Stock Markets April 6, 2026

JPMorgan Data Shows Consumer Spending Growth Accelerated in March, Led by Younger Cohorts

Spending pickup driven by discretionary categories and higher gas and airline costs; spending excluding gas lags total growth

By Leila Farooq
JPMorgan Data Shows Consumer Spending Growth Accelerated in March, Led by Younger Cohorts

JPMorgan Chase's updated spending data through March 27 indicates an acceleration in U.S. consumer spending growth to about 5.8% year-over-year in March, up from 5.0% in February. Discretionary outpaced non-discretionary spending, younger consumers led the gains, and higher fuel and airfares boosted gas station and airline spending.

Key Points

  • Overall consumer spending accelerated to roughly 5.8% year-over-year in March, up from February's 5.0%. - Sectors impacted: consumer discretionary, retail.
  • Discretionary spending rose about 6.7% versus 4.2% for non-discretionary categories; younger cohorts (Gen Z and Millennials) drove much of the growth. - Sectors impacted: services, retail, entertainment.
  • Gas station and airline spending surged—gas up approximately 12.8% month-to-date and airline spending up about 8.2%—driven by higher oil and jet fuel costs. - Sectors impacted: energy, airlines, travel.
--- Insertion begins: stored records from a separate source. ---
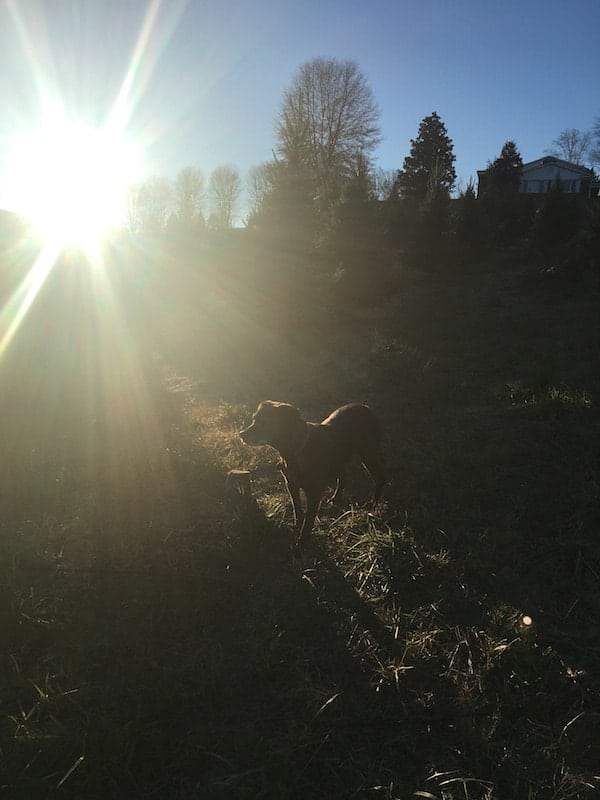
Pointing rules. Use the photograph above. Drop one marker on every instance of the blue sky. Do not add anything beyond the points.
(207, 76)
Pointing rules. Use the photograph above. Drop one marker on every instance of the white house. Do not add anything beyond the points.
(537, 177)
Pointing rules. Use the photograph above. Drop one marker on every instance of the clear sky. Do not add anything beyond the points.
(201, 81)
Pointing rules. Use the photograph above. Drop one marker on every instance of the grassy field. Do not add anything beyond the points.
(160, 643)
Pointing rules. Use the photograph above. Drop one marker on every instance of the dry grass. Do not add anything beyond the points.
(159, 643)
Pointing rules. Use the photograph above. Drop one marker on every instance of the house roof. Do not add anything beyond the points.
(545, 161)
(559, 162)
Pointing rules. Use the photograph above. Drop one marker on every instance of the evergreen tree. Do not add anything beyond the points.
(509, 212)
(504, 174)
(431, 159)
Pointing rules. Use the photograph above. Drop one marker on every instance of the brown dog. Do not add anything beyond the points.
(314, 455)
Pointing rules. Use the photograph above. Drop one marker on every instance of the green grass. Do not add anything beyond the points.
(159, 643)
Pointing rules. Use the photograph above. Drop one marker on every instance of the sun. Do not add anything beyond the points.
(71, 181)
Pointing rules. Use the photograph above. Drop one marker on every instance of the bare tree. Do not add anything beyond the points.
(572, 145)
(225, 187)
(384, 182)
(150, 204)
(327, 117)
(259, 184)
(594, 155)
(188, 195)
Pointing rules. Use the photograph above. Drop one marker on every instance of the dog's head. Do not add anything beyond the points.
(276, 424)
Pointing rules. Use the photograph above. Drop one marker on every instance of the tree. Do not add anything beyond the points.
(508, 211)
(187, 196)
(594, 153)
(572, 145)
(504, 174)
(259, 184)
(150, 205)
(431, 158)
(327, 117)
(225, 188)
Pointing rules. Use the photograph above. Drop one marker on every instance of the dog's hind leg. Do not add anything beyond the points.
(294, 493)
(339, 487)
(312, 507)
(372, 461)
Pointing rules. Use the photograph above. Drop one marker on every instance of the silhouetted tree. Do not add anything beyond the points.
(259, 183)
(555, 223)
(504, 174)
(572, 145)
(509, 212)
(187, 197)
(327, 117)
(225, 187)
(431, 156)
(470, 224)
(594, 151)
(150, 204)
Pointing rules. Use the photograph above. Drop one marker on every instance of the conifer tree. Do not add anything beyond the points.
(431, 159)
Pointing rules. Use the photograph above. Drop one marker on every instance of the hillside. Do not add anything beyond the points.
(160, 643)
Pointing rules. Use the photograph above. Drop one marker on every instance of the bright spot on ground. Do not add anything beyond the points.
(72, 180)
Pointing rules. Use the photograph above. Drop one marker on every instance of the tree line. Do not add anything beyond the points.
(322, 204)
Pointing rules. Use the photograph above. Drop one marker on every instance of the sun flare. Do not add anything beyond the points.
(71, 181)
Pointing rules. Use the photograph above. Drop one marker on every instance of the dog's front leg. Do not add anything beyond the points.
(294, 493)
(312, 507)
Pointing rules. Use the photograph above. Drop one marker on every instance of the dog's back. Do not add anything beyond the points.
(355, 430)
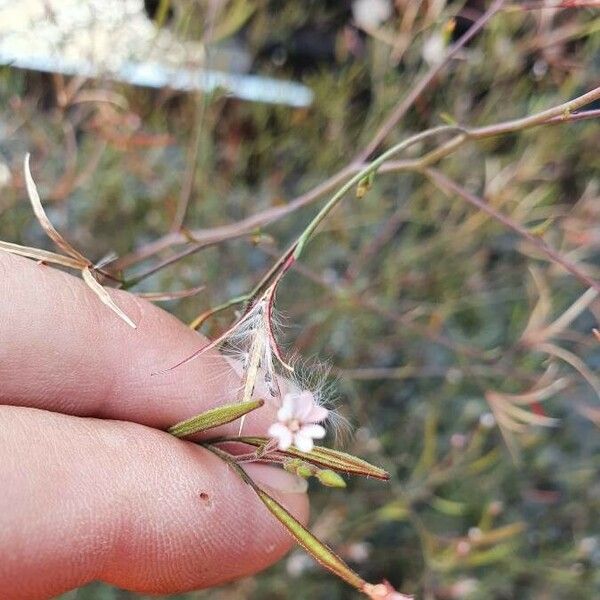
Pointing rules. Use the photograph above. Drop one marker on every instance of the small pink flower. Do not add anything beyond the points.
(297, 422)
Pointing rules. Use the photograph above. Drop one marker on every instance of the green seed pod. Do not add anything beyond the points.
(330, 478)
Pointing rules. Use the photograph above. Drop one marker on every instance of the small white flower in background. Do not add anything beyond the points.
(370, 14)
(5, 175)
(297, 422)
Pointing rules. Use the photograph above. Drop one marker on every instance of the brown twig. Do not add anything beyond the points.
(446, 184)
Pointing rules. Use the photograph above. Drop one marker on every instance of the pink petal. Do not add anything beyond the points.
(305, 402)
(313, 431)
(287, 411)
(304, 443)
(282, 434)
(316, 414)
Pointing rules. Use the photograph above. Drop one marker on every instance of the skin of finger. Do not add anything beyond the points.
(62, 350)
(87, 499)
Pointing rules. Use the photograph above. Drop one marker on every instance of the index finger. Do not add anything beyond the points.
(62, 350)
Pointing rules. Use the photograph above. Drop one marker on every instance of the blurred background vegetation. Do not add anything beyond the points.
(418, 301)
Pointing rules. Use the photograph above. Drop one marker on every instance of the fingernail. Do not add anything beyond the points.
(276, 479)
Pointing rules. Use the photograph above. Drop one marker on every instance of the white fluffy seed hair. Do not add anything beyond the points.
(315, 376)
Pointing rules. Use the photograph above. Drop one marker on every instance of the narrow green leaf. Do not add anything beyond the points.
(214, 417)
(315, 547)
(326, 458)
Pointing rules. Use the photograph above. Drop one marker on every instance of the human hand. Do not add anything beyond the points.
(91, 488)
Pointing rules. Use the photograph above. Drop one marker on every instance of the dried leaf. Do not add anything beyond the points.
(104, 296)
(41, 255)
(213, 418)
(47, 226)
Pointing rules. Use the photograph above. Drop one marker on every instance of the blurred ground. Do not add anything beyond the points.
(418, 301)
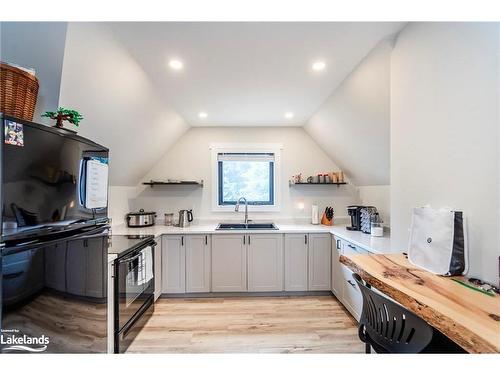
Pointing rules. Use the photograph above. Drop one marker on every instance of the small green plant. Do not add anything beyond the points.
(63, 114)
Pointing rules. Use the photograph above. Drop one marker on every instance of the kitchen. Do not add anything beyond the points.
(277, 178)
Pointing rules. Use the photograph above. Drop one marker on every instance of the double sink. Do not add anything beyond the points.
(248, 226)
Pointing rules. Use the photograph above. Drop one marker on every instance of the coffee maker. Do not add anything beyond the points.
(355, 214)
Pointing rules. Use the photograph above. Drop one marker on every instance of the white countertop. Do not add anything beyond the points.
(365, 241)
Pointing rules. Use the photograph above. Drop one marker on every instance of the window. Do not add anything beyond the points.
(250, 170)
(249, 175)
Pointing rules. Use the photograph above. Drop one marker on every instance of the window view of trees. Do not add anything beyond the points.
(249, 179)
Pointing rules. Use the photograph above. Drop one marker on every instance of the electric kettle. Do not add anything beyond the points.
(185, 217)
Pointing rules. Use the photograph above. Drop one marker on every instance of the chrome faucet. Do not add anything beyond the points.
(237, 207)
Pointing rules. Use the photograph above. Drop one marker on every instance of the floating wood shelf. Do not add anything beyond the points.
(290, 183)
(171, 183)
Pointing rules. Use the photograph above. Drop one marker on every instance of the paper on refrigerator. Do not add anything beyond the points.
(96, 190)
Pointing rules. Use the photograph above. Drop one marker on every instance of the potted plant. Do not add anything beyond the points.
(63, 114)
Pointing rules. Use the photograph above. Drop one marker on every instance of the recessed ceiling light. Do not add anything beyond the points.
(176, 64)
(319, 66)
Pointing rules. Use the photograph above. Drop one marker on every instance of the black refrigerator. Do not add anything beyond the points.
(54, 240)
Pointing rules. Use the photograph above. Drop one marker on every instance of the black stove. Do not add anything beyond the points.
(122, 244)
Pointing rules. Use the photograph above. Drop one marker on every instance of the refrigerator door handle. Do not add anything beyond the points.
(35, 244)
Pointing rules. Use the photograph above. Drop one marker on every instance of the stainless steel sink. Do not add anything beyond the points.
(249, 226)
JPMorgan Chase published revised consumer spending figures through March 27 that show an acceleration in overall spending growth in March. Total spending rose to roughly 5.8% year-over-year for the month, compared with a 5.0% increase in February.

The bank's data, compiled on a rolling seven-day basis with a lag, separates discretionary from non-discretionary categories. Through March 27, discretionary spending expanded by approximately 6.7% year-over-year, outpacing the roughly 4.2% growth in non-discretionary categories versus the same period in 2025.

When excluding gas station purchases, total spending still rose but at a slightly slower pace. Spending excluding gas stations climbed about 5.5% month-to-date through March 27 on a year-over-year basis, a touch below February's 5.6% growth. If the month ends with these trends intact, March would be the first month since October 2022 in which spending excluding gas grows more slowly than total spending.

Looking at a longer window, JPMorgan reported that total spending for the trailing 12 months ended March 27 increased by approximately 4.61%.

The increase in March was concentrated among younger consumers. Generation Z and Millennials led the gains, with spending up roughly 9.4% month-to-date through March 27 compared with the same period in 2025. That performance outpaced Generation X, which recorded about 2.9% growth, and Baby Boomers at about 1.5% growth. JPMorgan observed that part of the younger cohorts' stronger showing reflects typical life-cycle spending behavior, where income and spending tend to rise more quickly early in career cycles.

Sector-specific movements were pronounced in areas sensitive to commodity costs. Spending at gas stations jumped about 12.8% month-to-date through March 27 relative to the same period in 2025, a sharp reversal from February's negative 7.3% growth. JPMorgan linked the swing chiefly to higher oil prices and estimated that average gas prices between March 1 and March 27 were up about 17.8% versus the same period in 2025. The bank noted this creates a headwind for lower- and middle-income households.

Other retail categories also accelerated, with spending rising roughly 7.4% month-to-date through March 27 versus the same period in 2025, up from February's 6.7% year-over-year gain.

Airline spending showed a particularly large increase, climbing about 8.2% month-to-date through March 27 compared with the same period in 2025. This was markedly higher than February's approximate 2.1% year-over-year gain. JPMorgan attributed the surge in airline spending primarily to higher airfares resulting from rising jet fuel costs and a pull-forward in travel demand linked to the conflict in the Middle East.


The data provide a snapshot of shifting consumer behavior in early spring: stronger discretionary activity led by younger households, commodity-driven increases in gas and travel expenses, and a notable divergence between total spending and spending measures that exclude fuel purchases.

Risks

  • Rising fuel prices increased gas station spending by an estimated 12.8% month-to-date and average gas prices were up about 17.8% year-over-year for March 1-27, creating affordability pressures for lower- and middle-income consumers. - Affected sectors: consumer staples, autos, energy.
  • Higher jet fuel costs and a pull-forward of travel demand led to an approximate 8.2% month-to-date rise in airline spending, which may pressure discretionary travel budgets and airline pricing dynamics. - Affected sectors: airlines, travel.
  • If spending excluding gas continues to lag total spending - and March becomes the first month since October 2022 where that occurs - it could signal that commodity price swings are materially affecting headline consumer demand measures. - Affected sectors: retail, consumer discretionary, energy.